Almanya, Türkiye’ye gidecek vatandaşları için 14 Şubat tarihinde “Türkiye ile ilgili seyahat uyarıları” başlıklı bir açıklama yaptı.
Uyarıda, "Türkiye’nin Irak ve Suriye sınır bölgelerine, ayrıca Şırnak ve Hakkâri illerine seyahat edilmesi kesinlikle tavsiye edilmemektedir" denildi.
Alman vatandaşları, Türk vatandaşları ve çifte vatandaşların dikkat etmesi gereken uyarıda, “İnsanların keyfi tutuklandığı, Türkiye’den çıkışların yasaklandığı ve girişlerin bile engellendiği vakalar yaşanıyor. Sosyal medya paylaşımları, yorumları veya beğeniler Türkiye’de cezai kovuşturma için yeterli” denildi.

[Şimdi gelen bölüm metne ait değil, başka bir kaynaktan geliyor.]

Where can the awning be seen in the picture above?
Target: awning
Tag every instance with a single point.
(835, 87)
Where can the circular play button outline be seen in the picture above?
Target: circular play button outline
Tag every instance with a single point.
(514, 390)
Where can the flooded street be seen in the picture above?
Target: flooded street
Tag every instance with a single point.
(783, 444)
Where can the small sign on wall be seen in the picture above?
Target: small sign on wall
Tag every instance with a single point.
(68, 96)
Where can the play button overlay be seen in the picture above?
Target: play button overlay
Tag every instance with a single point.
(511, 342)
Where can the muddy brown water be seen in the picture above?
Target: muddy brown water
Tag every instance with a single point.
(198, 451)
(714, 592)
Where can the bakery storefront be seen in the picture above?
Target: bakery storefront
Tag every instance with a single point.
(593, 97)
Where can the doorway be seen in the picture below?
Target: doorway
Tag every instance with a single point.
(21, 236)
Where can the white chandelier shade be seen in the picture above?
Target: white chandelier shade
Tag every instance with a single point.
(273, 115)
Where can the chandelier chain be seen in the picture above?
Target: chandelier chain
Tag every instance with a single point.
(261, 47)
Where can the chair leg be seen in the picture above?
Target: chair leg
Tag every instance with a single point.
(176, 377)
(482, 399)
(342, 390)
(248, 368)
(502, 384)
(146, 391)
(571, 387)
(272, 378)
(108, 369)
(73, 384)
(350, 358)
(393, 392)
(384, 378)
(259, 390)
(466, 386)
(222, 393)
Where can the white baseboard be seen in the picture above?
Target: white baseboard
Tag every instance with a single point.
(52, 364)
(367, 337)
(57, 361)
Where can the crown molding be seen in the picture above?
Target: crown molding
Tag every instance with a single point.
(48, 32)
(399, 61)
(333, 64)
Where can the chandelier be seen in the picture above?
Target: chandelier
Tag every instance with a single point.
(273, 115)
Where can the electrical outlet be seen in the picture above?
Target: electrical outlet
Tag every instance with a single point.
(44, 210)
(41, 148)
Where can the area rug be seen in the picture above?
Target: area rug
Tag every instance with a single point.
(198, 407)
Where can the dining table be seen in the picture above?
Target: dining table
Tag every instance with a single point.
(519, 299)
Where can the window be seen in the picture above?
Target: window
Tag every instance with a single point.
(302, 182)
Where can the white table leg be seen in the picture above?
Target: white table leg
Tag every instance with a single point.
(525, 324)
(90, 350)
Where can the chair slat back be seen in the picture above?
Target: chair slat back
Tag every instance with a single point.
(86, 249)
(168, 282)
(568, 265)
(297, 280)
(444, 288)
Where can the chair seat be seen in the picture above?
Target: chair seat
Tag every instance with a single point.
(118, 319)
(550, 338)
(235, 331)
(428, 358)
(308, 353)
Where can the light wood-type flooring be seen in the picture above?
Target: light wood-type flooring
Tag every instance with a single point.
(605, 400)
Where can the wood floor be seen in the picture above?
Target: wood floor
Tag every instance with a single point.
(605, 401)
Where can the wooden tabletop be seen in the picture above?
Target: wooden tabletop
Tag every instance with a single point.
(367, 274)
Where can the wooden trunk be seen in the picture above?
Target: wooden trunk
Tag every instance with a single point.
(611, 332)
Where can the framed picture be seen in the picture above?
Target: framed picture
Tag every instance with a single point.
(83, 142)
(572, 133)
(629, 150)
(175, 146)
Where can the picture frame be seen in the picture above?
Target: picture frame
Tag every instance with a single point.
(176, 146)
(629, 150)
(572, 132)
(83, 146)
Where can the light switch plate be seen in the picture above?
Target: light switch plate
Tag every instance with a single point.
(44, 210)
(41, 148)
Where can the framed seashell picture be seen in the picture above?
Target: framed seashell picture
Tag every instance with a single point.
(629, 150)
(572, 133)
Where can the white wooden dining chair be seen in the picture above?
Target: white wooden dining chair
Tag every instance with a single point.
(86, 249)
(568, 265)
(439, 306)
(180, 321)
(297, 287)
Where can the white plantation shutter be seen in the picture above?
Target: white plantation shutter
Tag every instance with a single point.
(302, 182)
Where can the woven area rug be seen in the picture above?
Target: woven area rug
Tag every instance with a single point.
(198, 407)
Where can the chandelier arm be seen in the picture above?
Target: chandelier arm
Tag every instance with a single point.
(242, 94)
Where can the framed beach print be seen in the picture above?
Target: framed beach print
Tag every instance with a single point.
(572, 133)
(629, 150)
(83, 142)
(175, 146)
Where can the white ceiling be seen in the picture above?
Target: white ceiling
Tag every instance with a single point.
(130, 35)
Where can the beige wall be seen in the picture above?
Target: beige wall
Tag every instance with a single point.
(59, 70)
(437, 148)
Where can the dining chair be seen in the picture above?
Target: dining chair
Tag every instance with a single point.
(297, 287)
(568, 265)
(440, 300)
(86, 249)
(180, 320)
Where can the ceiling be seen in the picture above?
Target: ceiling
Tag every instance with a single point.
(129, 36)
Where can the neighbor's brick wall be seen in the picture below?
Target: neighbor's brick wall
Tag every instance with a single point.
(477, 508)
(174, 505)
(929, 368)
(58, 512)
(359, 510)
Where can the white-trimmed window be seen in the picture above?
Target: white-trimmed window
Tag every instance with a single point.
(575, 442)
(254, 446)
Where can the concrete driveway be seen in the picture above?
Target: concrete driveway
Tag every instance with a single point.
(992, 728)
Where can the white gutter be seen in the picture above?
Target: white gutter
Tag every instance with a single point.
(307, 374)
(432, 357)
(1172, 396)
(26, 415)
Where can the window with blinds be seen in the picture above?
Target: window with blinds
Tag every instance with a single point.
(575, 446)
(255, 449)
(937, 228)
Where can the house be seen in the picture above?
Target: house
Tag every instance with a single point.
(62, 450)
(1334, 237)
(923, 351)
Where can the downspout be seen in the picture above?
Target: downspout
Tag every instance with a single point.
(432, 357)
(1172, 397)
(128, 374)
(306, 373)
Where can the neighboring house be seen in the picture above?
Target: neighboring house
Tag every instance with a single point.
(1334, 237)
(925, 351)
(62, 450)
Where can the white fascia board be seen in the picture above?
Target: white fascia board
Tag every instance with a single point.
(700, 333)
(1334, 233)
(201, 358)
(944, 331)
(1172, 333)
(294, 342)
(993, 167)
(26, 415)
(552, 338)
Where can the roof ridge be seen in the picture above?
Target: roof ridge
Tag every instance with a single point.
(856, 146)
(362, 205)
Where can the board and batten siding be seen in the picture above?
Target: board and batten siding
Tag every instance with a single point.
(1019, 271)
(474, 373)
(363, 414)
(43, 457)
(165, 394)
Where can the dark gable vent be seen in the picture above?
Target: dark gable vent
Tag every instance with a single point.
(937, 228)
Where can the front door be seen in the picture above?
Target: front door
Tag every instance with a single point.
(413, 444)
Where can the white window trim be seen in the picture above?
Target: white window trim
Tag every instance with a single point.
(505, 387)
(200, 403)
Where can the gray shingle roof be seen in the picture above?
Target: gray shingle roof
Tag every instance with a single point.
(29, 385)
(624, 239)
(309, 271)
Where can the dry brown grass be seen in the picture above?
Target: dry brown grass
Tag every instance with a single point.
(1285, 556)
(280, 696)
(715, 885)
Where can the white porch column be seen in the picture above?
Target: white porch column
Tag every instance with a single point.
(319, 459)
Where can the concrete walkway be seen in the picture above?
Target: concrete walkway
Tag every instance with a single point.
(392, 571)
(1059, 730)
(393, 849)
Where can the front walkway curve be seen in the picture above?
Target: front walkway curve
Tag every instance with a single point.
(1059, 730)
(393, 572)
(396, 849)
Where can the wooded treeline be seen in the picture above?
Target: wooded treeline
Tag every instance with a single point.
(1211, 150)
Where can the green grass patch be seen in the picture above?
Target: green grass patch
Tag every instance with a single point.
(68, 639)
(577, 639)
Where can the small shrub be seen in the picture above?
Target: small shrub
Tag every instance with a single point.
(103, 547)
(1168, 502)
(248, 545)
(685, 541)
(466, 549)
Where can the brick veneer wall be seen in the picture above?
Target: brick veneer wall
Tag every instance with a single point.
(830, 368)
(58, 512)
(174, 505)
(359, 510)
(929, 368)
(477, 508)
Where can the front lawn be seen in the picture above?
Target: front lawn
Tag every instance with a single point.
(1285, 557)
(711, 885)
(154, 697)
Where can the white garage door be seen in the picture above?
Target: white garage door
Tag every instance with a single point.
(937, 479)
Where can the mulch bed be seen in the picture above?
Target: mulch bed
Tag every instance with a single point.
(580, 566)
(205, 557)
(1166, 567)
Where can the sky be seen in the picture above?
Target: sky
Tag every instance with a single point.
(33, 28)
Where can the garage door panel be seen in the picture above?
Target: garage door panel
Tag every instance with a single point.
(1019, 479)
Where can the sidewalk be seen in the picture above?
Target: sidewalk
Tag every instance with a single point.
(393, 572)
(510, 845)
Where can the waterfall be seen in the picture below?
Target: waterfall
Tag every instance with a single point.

Bir çok kişinin 'terör örgütleri' ile ilişkilendirildiği, ayrıca sosyal medyada hükümetin eleştirilmesi nedeniyle artan tutuklamalar ve çıkış yasakları yaşandığına değinildi. Türkiye’de gözaltına alınan ya da tutuklananların, Almanya’da yaşayanların hayatının zora girdiği, işinin, yatırımlarının tehdit altında olduğu belirtildi.
Uyarıda “Bu özellikle Türkiye ile bağları olan Alman ve Türk vatandaşlarını etkiliyor. Alman hukukuna göre ifade özgürlüğü sayılan ifadeler, Türkiye’de mesleki kısıtlama ve cezai işlemlere yol açabiliyor.” denildi.
ALMAN VATANDAŞLARININ KEYFİ OLARAK GÖZALTINA ALINMASI MÜMKÜN
Uyarı yazısında dikkat çeken ifadeler şu şekilde:
"Alman vatandaşlarının keyfi olarak gözaltına alınması, yurtdışına çıkış yasağına tabi tutulması veya Türkiye'ye girişinin engellenmesi halen devam etmektedir. Daha önce sorunsuz bir şekilde giriş ve çıkış yapabilmiş kişilerin bile, zamanında çok eski veya yeni suçlamalar nedeniyle tekrar Türkiye’ye geldiklerinde gözaltına alınmaları mümkündür.
Türkiye’de geniş kapsamlı bir terör tanımı mevcuttur ve bu tanım Avrupa İnsan Hakları Mahkemesi (AİHM) tarafından hukukun üstünlüğüne aykırı olarak değerlendirilmektedir.
Bu nedenle: Sadece bir paylaşım yapmak, ifade özgürlüğü kapsamında kabul edilen eylemler, sosyal medyada bir gönderiyi beğenmek, paylaşmak veya yorum yapmak, Almanya’da anayasal olarak olmasına rağmen, Türkiye’de cezai soruşturmaya yol açabilir.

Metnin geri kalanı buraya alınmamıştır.